Nachdem die Barmer Ersatzkasse die Erstattung der von ihr verauslagten Kosten der Krankenhausbehandlung der Geschädigten/Beigeladenen angemeldet und der Beklagte insoweit erstattet hatte, begehrte er vom Kläger im Wege des Schadensersatzes 24.380,23 DM an Krankenkosten für die Beigeladene/Geschädigte. Am 27. August 1990 erhob der Beklagte Klage gegen den Kläger/Schädiger vor dem Landgericht Kassel (Az.: 30 2282/90). Mit Urteil vom 4. Oktober 1990 entsprach das Landgericht Kassel dem Klagebegehren des Landes Hessen. Im Rahmen des Berufungsverfahrens vor dem Oberlandesgericht Frankfurt, auf die Berufung des Klägers/Schädigers (Az.: 15 U 10/91) vom 10. Mai 1991 wurde mit Beschluß vom 22. Dezember 1992 das zivilgerichtliche Verfahren nach § 148 Zivilprozeßordnung – ZPO – bis zur Erledigung des Sozialrechtsstreites ausgesetzt. Zur Begründung wird in diesem Beschluß ausgeführt, daß die Entscheidung des Sozialgerichts für die Frage der Aktivlegitimation des Landes Hessen im Zivilgerichtsverfahren vorgreiflich sei. Wenn der Bescheid vom 19. Oktober 1989 Bestandskraft erlangt habe, sei das Zivilgericht hieran gebunden. Umgekehrt sei bei einer Aufhebung des Bescheides vom 19. Oktober 1989 davon auszugehen, daß die Aktivlegitimation des Landes Hessen verneint werden müsse. Hingegen trete auch bei einem für den dortigen Beklagten/Kläger/Schädiger ungünstigen Ausgang des sozialgerichtlichen Verfahrens die von ihm befürchtete Bindungswirkung in dem Sinne nicht ein, daß damit auch für die Zivilgerichte ein vorsätzlicher, rechtswidriger, tätlicher Angriff als Ursache der gesundheitlichen Schädigung der Beigeladenen/Geschädigten bindend festgestellt sei. Vielmehr müsse der Senat die ihm obliegende Prüfung eines Anspruchs der Beigeladenen/Geschädigten eigenständig vornehmen.

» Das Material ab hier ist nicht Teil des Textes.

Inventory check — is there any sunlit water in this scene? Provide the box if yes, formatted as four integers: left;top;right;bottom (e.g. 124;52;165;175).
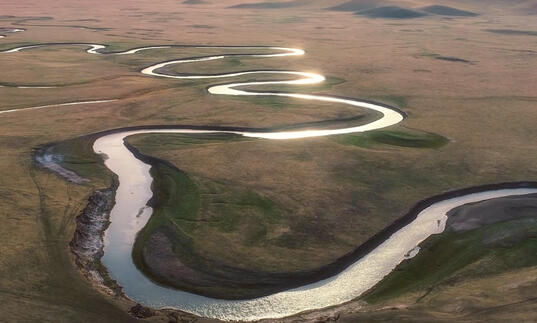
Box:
2;44;537;320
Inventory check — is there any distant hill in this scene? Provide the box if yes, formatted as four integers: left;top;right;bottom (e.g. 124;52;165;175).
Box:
328;0;382;11
421;5;477;17
354;6;427;19
229;0;305;9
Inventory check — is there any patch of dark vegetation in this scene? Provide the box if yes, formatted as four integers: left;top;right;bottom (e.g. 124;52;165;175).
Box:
415;51;473;64
486;29;537;36
421;5;477;17
328;0;381;11
34;137;110;185
129;304;155;319
189;25;215;29
228;0;306;9
364;194;537;303
128;140;324;299
354;6;427;19
431;55;472;64
333;127;449;149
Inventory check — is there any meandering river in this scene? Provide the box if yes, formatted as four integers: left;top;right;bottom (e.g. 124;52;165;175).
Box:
0;39;537;320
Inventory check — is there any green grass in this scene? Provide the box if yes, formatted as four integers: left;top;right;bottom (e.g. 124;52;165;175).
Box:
363;218;537;303
333;127;449;149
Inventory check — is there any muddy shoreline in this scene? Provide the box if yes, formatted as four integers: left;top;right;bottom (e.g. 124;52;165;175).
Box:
121;141;537;299
33;135;537;318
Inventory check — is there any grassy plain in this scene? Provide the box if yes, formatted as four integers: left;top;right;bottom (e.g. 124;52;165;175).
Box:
0;0;537;322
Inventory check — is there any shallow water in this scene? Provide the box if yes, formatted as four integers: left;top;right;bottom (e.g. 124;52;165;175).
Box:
94;129;537;320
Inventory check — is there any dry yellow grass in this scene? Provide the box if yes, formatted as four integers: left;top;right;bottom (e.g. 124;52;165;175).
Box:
0;0;537;322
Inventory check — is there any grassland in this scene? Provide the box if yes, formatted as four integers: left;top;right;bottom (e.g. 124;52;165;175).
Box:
0;0;537;322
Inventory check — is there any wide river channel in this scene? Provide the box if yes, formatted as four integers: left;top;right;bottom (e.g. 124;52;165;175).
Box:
0;43;537;321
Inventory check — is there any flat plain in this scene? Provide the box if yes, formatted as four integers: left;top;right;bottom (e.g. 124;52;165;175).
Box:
0;0;537;322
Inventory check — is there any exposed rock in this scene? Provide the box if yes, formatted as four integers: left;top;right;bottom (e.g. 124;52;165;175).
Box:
69;187;120;293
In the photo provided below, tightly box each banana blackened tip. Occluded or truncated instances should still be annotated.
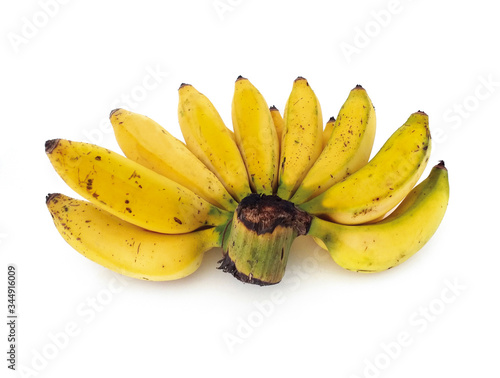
[45,139,60,154]
[45,193,60,204]
[109,108,122,118]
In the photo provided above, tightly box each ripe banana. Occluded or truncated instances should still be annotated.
[290,85,376,204]
[110,109,236,211]
[269,105,285,143]
[45,139,232,234]
[309,162,449,272]
[178,84,252,202]
[278,77,323,200]
[232,76,280,195]
[45,77,449,285]
[46,194,223,281]
[299,112,431,224]
[323,117,335,149]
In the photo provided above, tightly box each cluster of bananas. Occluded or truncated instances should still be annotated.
[45,76,449,285]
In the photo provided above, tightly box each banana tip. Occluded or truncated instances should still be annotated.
[45,139,60,154]
[436,160,447,171]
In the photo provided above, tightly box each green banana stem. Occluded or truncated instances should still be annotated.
[219,194,312,286]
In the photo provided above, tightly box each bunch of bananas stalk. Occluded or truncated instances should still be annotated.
[45,76,449,285]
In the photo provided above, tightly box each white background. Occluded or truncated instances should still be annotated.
[0,0,500,378]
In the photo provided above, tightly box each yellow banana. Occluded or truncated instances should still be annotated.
[232,76,280,195]
[299,112,431,224]
[269,105,285,143]
[110,109,236,210]
[45,139,231,234]
[46,194,226,281]
[290,85,375,204]
[323,117,335,149]
[278,77,323,200]
[309,162,449,272]
[178,84,252,202]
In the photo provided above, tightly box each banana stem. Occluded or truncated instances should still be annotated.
[219,194,311,286]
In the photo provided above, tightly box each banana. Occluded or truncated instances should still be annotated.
[309,162,449,272]
[178,84,252,202]
[46,194,222,281]
[231,76,280,195]
[110,109,236,211]
[278,77,323,200]
[323,117,335,149]
[290,85,376,204]
[269,105,285,143]
[299,112,431,224]
[45,139,232,234]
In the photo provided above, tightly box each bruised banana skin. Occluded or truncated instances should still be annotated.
[298,112,431,224]
[278,77,323,200]
[45,139,232,234]
[231,76,280,195]
[46,194,224,281]
[309,162,449,272]
[110,109,236,211]
[291,85,376,204]
[178,84,252,202]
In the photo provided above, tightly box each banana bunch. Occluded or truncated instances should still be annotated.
[45,76,449,285]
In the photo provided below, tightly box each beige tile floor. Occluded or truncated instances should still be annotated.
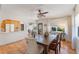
[50,41,75,54]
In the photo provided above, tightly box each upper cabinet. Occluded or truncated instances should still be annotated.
[0,19,24,32]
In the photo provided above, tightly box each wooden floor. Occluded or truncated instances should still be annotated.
[50,41,76,54]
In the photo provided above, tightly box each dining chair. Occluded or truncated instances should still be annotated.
[48,35,59,54]
[26,39,44,54]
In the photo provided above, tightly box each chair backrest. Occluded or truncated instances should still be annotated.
[48,34,59,48]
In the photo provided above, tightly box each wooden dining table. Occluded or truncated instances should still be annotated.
[35,34,57,54]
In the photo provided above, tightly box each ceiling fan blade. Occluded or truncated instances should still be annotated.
[41,12,48,14]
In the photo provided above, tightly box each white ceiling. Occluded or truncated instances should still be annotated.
[0,4,74,19]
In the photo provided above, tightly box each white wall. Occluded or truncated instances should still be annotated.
[0,4,35,33]
[37,16,72,41]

Unter Berücksichtigung einer diesem Beschluß vorangegangenen richterlichen Verfügung vom 10. August 1992 im Rahmen des zivilgerichtlichen Verfahrens legte der Kläger/Schädiger am 26. August 1992 Widerspruch gegen den Bescheid vom 19. Oktober 1989 ein. Mit Widerspruchsbescheid vom 30. September 1992 verwarf der Beklagte den Widerspruch als unzulässig. Der Schädiger/Kläger, so heißt es in diesem Bescheid, habe kein Recht den Bescheid vom 19. Oktober 1989 anzufechten, da er nicht Verletzter sei. Eine nachträgliche Zuziehung als Beteiligter nach § 12 Abs. 2 Sozialgesetzbuch – Zehntes Buch (SGB 10) könne nicht erfolgen, weil der Ausgang des damaligen Verwaltungsverfahrens keine rechtsgestaltende Wirkung für den Kläger/Schädiger gehabt habe. Außerdem handele es sich beim Verwaltungsakt vom 19. Oktober 1989 um einen solchen mit begünstigender Wirkung, der nur unter den Voraussetzungen des § 45 SGB 10 zurückgenommen werden könne. Diese Voraussetzungen lägen nicht vor und im übrigen sei sowohl die Rücknahmefrist des § 45 SGB 10 als auch die Widerspruchsfrist verstrichen.